2. Being Analytic Demanding the application of reason and evidence; alert to problematic situations; inclined to anticipate consequences.
3. Being Systematic Valuing organization, focus and diligence to approach problems of all levels of complexity.
4. Self-Confidence/ Self-Reliance Trusting of one's own reasoning skills and seeing oneself as a good thinker. (Whitman, Thoreau, Emerson)
5. Inquisitiveness Curious and eager to acquire knowledge and learn explanations evenwhen the applications of the knowledge are not immediately apparent. or Being sincerely interested in the answer when you ask a question; not asking just to “show someone up. ”
6. Cognitive Maturity Prudence in making, suspending, or revising judgement. Anawareness that multiple solutions can be acceptable.
7. Openmindedness Tolerance of divergent views; self-monitoring for possible bias.

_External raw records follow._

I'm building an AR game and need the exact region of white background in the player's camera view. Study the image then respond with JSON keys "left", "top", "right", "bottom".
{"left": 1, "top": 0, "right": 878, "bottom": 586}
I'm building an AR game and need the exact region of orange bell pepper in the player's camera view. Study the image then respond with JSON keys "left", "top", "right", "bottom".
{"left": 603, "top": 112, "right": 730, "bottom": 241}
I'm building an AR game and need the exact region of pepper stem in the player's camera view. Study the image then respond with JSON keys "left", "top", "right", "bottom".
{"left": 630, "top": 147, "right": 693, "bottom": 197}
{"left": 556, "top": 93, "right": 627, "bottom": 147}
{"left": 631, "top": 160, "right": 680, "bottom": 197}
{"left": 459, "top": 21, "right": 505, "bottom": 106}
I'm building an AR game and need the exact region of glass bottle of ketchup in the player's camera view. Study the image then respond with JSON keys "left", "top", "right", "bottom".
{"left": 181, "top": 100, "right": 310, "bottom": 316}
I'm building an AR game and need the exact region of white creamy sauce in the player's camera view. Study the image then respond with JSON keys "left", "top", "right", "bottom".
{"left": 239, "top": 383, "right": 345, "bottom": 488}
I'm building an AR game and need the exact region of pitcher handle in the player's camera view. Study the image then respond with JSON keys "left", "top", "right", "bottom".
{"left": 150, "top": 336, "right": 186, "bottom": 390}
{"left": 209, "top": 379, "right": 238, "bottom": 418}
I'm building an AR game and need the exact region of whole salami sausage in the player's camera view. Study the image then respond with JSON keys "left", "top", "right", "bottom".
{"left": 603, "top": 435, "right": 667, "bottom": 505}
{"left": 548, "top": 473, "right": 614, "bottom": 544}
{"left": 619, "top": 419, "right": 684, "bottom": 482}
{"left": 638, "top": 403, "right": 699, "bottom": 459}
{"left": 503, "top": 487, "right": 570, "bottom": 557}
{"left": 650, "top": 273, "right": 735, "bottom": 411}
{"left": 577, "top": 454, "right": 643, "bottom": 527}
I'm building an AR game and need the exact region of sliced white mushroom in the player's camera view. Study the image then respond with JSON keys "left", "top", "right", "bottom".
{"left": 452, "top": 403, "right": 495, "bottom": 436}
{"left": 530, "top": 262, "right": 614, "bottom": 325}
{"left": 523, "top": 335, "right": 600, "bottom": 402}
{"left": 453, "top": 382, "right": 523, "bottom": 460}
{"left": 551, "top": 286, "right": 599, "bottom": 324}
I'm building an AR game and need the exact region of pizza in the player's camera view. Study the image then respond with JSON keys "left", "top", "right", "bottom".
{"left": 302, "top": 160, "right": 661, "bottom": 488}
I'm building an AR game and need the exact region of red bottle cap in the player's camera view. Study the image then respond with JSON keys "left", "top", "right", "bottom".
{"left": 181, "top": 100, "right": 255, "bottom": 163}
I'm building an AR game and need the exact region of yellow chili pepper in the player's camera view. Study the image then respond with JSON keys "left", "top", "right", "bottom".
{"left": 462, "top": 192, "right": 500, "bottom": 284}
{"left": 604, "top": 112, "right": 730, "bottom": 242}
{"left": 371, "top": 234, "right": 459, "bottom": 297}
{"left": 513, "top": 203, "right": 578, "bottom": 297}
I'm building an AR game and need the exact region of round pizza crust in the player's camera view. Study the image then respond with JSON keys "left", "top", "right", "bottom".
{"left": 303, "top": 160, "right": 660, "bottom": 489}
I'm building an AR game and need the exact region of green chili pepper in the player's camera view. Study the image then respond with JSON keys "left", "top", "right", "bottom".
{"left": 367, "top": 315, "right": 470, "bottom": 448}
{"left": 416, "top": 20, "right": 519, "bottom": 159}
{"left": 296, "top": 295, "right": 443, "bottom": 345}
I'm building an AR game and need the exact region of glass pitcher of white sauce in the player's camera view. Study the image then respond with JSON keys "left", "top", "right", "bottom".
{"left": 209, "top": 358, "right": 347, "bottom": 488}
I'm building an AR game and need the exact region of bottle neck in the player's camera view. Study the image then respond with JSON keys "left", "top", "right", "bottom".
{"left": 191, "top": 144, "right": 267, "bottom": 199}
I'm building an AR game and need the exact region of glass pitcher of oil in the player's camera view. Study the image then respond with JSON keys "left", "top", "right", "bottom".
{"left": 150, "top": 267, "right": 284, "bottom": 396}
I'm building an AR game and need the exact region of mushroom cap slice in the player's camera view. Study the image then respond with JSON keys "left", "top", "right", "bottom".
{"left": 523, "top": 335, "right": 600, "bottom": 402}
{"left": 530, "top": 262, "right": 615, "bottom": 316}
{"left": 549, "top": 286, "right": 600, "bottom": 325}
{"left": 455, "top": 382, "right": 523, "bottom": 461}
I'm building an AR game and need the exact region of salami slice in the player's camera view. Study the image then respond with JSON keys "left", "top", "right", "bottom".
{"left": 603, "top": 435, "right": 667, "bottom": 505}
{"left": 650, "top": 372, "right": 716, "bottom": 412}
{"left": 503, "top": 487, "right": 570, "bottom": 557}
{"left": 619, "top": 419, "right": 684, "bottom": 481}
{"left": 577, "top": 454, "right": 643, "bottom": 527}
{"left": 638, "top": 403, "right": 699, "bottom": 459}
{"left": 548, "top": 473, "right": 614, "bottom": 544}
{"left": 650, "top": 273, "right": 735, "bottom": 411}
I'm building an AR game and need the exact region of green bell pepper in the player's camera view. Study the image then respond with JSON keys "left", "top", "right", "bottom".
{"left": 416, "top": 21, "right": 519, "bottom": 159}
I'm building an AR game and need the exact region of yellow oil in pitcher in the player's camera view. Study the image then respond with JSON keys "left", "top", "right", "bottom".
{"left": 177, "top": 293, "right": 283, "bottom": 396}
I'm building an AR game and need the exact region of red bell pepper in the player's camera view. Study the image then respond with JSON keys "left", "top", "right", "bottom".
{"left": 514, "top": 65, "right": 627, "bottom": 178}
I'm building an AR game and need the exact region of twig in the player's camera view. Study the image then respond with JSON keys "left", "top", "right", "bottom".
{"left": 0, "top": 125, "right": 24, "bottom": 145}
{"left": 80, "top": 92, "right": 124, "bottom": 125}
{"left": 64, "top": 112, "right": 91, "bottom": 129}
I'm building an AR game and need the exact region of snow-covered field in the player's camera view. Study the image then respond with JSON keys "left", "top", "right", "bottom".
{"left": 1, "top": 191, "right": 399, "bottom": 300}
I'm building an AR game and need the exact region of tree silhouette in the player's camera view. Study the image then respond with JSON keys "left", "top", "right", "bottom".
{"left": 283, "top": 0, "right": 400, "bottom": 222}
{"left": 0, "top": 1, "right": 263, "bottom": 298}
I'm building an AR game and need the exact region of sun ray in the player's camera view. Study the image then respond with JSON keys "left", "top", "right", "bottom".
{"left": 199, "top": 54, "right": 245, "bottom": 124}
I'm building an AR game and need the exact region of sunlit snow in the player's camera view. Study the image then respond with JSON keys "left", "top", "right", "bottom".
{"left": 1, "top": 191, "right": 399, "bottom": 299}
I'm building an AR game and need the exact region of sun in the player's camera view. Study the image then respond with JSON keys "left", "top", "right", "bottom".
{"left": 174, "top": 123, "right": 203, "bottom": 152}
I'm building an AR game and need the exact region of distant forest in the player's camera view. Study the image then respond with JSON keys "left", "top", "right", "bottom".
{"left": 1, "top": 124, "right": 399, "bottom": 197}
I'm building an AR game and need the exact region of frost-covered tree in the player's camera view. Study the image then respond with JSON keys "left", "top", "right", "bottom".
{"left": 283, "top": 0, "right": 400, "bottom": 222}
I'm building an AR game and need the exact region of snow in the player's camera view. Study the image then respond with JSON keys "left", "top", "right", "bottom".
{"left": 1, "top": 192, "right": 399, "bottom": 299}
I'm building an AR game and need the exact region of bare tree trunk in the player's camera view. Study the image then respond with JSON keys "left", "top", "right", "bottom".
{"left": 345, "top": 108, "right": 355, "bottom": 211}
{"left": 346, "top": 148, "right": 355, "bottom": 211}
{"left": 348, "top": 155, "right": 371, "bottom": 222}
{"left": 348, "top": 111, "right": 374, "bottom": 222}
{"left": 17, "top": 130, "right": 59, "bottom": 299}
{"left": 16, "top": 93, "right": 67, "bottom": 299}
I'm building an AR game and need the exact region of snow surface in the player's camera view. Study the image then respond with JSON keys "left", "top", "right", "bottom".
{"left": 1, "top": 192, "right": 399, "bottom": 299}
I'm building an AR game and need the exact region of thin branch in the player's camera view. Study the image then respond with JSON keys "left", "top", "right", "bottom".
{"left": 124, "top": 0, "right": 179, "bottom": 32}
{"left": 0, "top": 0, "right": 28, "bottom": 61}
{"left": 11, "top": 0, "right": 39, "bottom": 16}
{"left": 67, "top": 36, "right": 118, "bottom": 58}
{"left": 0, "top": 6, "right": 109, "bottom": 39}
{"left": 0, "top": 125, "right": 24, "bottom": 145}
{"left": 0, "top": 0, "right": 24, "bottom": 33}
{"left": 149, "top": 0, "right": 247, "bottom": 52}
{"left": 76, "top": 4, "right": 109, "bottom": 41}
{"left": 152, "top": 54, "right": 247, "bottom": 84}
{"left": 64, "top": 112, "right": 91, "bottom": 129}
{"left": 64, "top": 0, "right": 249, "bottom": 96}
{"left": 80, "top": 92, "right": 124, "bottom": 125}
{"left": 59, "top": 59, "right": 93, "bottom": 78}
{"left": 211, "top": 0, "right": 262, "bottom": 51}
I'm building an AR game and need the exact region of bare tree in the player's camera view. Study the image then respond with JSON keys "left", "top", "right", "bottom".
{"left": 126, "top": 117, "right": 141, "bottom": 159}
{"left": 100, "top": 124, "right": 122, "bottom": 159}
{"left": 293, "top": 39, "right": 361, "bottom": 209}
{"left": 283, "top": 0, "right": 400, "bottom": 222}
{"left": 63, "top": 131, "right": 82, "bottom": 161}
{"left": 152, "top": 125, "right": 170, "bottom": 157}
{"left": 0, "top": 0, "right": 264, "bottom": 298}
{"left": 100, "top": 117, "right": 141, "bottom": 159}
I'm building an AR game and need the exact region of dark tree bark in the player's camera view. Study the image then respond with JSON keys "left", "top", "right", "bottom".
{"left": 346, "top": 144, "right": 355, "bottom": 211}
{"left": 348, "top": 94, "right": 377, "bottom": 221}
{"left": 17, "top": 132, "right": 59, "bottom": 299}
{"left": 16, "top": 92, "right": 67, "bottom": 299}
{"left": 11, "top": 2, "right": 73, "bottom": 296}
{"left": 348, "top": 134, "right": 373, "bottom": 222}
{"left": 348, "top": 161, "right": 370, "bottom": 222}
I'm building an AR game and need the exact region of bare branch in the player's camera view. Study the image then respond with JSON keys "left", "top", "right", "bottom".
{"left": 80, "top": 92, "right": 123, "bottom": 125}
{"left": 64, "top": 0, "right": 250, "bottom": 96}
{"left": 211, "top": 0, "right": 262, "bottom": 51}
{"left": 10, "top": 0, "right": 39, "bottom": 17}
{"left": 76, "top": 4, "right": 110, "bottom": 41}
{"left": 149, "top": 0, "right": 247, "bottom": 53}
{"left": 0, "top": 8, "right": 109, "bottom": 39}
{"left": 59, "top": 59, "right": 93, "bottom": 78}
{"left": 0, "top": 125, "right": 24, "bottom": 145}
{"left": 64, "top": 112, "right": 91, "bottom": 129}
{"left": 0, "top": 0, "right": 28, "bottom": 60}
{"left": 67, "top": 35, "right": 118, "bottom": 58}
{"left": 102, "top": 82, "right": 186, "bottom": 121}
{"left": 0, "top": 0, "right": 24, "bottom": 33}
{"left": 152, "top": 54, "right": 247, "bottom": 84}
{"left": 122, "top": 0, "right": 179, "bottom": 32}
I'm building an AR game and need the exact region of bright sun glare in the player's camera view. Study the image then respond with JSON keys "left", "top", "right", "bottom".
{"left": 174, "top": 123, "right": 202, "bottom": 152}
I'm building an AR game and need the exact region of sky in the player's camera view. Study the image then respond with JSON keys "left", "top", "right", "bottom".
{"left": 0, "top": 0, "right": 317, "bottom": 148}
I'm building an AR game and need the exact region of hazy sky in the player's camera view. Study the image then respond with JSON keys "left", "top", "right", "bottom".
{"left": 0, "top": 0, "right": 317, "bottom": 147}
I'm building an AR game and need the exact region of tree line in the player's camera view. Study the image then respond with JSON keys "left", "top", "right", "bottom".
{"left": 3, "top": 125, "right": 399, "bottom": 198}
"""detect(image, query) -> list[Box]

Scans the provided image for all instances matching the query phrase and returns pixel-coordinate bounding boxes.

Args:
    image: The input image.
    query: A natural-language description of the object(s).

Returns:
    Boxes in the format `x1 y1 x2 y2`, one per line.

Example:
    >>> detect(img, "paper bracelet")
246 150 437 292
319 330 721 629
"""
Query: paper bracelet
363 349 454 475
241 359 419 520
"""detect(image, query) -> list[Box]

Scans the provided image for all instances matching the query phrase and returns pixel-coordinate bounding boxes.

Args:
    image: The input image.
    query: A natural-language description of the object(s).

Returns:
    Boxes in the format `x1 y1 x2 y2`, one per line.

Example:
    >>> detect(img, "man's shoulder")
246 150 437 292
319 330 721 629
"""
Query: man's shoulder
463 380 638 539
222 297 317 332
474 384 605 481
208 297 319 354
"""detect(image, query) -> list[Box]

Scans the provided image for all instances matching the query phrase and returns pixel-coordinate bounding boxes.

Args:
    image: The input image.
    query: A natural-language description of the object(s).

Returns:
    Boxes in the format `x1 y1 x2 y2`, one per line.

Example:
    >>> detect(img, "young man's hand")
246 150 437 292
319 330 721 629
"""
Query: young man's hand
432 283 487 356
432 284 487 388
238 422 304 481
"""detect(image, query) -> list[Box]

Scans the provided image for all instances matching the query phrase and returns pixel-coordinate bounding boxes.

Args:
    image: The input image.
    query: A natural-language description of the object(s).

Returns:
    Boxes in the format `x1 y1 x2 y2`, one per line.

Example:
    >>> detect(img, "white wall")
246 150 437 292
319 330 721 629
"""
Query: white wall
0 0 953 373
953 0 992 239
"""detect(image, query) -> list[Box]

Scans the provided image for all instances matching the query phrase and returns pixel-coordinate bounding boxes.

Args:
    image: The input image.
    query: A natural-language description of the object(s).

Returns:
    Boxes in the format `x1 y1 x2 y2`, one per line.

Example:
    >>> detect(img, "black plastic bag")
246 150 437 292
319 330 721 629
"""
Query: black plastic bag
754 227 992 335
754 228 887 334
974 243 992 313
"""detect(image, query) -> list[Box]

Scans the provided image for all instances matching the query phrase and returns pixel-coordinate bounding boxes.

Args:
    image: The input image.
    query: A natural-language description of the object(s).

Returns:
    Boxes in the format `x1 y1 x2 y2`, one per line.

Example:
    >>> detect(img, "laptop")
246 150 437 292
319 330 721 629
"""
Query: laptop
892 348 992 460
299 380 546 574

THE WILLINGNESS TO ENTERTAIN IDEAS AND BELIEFS THAT ARE OPPOSED TO YOUR OWN.
"Measurable" Goals "The minimal competence to be expected at the successful conclusion of instruction in critical thinking should be the ability to distinguish fact from judgment, belief from knowledge, and skills in elementary inductive and deductive processes, including an understanding of the formal and informal fallacies of language and thought. " -- California community colleges and high schools.
Part Four Examining Assumptions: Critical Thinking's Application To The Real World. (Ideas lifted from the National Council for Excellence in Critical Thinking)
The Citizen As citizens, too often we vote impulsively and uncritically, without taking the time to familiarize ourselves with the relevant issues and positions, without thinking about the long-run implications of what is being proposed, without paying attention to how politicians manipulate us by flattery or vague and empty promises.
The Friend As friends, too often we become the victims of our own infantile needs, "getting involved" with people who bring out the worst in us or who stimulate us to act in ways that we have been trying to change.
The Spouse As husbands or wives, too often we think only of our own desires and points of view, uncritically ignoring the needs and perspectives of our mates, assuming that we want and what we think is clearly justified and true, and that when they disagree with us they are being unreasonable and unfair.
The Employee (from the Atlanta Business Journal) Critical thinking in organizations today, both large and small, is leading to a wave of inventiveness and creativity. . . Plato, Aristotle and Socrates understood what critical thinking was and is all about. Today, critical thinking is heralded by business people and academics. This is good. Be assured there is a real dearth of thinking that differentiates truth from fiction.
Part V Examining Assumptions: WHAT IS THE ROLE OF THE “INSTRUCTOR”?
"As teachers, too often we allow ourselves to uncritically teach as we have been taught, giving assignments that students can mindlessly do, inadvertently discouraging their initiative and independence, missing opportunities to cultivate their self-discipline and thoughtfulness. " -- National Council for Excellence in Critical Thinking
"The Unexamined Life is Not Worth Living" -- Socrates "It is quite possible, and. . . 'natural', to live an unexamined life, to live in a more or less automated, uncritical way. . . if we allow ourselves to become unreflective persons, or rather, to the extent that we do, we are likely to do injury to ourselves and others, and to miss many opportunities to make our own lives, and the lives of others, fuller, happier, and more productive.